São iguais o antes e o depois,
pretextos de quem chora:
não existe nenhum dos dois,
tudo o que existe é agora.

Antes, lágrima de saudade;
depois, um desejo ardente.
Nenhum é pois verdade;
tudo é fantasia, tudo é aparente.

A dor que me dói é esta dor, não
me magoa a dor de outrora,
mas se depois, por qualquer razão,
voltar, será de novo agora.

quinta-feira, 6 de dezembro de 2012

O SOL E AS NUVENS




Vem aí um sol com nuvens que não vejo
ainda, nem sei qual dos dois vai dominar:
sei que um se anuncia e é meu desejo
e outro que se interpõe sem se anunciar.

Dos dois não há escolha, não há opção:
um é o desejo, o rumo dos nossos passos;
o outro é o que se tem por contradição,
mas nada disso nos fará baixar os braços.

Sobre a tese, a antítese e a síntese, aprendi
que toda a vida se faz de contestações,
de dúvidas, de refazimento aqui e ali

e sei também que muitas são as contradições
do sol que conforta e queima só por si.
E se assim não for, haverá ainda mil soluções.

quarta-feira, 5 de dezembro de 2012

MADEIRO


Ensopado de maresia até aos joelhos,
acompanhava os das sortes na recolha da lenha
e desta, pelo menos um ou dois madeiros que se vissem.
Todos cantávamos, alegres,
apesar da estafa de uma tarde inteira,
por caminhos maus, que não eram maus caminhos.
Um paganismo digno de um painel de azulejos…
Só o fogaréu dessa noite, talvez da próxima,
compensava tamanha empreitada.
Depois as brasas e por fim as cinzas:
sempre ficam as cinzas, eternamente cinzas.

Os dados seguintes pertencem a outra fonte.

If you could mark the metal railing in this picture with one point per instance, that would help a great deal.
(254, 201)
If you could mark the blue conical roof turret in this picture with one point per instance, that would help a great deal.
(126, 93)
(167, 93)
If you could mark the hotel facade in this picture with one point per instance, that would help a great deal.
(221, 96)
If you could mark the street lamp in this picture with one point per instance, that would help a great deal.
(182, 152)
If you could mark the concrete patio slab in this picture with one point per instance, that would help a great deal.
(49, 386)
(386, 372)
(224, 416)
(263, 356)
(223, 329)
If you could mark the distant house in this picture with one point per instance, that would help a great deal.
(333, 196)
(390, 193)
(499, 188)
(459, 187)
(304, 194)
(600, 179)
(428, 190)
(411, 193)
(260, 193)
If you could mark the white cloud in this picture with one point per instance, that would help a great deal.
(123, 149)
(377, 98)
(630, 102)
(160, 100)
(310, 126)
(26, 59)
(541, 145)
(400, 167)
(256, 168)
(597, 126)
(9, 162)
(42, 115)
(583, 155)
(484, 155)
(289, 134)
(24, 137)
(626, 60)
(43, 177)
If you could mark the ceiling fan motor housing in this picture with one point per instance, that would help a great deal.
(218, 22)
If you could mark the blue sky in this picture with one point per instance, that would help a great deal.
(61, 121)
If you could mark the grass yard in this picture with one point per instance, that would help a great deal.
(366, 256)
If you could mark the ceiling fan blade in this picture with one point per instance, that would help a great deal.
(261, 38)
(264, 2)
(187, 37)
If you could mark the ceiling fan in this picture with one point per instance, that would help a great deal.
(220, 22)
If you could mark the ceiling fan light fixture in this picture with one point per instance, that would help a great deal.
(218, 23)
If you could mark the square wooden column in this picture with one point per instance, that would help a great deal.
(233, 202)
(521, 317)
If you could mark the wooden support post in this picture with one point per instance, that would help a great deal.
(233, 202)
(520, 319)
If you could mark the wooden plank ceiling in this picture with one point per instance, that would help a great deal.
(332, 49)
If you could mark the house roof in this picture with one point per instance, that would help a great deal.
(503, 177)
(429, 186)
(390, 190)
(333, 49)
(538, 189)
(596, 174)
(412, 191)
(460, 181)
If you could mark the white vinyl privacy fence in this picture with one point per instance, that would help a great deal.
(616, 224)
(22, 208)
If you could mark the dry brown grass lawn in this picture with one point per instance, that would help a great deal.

segunda-feira, 3 de dezembro de 2012

PAPA PRESÉPIOS


Maria sempre virgem que nem o musgo orvalhado,
e, com mil requebros, recolhido da dura rocha
pelas minhas mãos infantis e crentes de tudo.

Eis o presépio mais estúpido, de quantas coisas estúpidas
se podem anunciar, salvo as minhas mãos
e a inocência perdida em dois mil anos de imposturas.

Sobre a vaca e o burro mais nada há que se diga:
o burro era burro, qualquer um sabia
e a vaca, afinal, não passava duma … vaca.

Apesar de tudo, duraram o tempo suficiente para os amar
a ambos, ao contrário do Menino Jesus,
cinicamente nascido e crucificado, ano após ano.

Que pai ou mãe suportariam tal martírio,
senão uma família assexuada, fútil e perversa,
capaz de cuspir na minha mão pueril suja de musgo?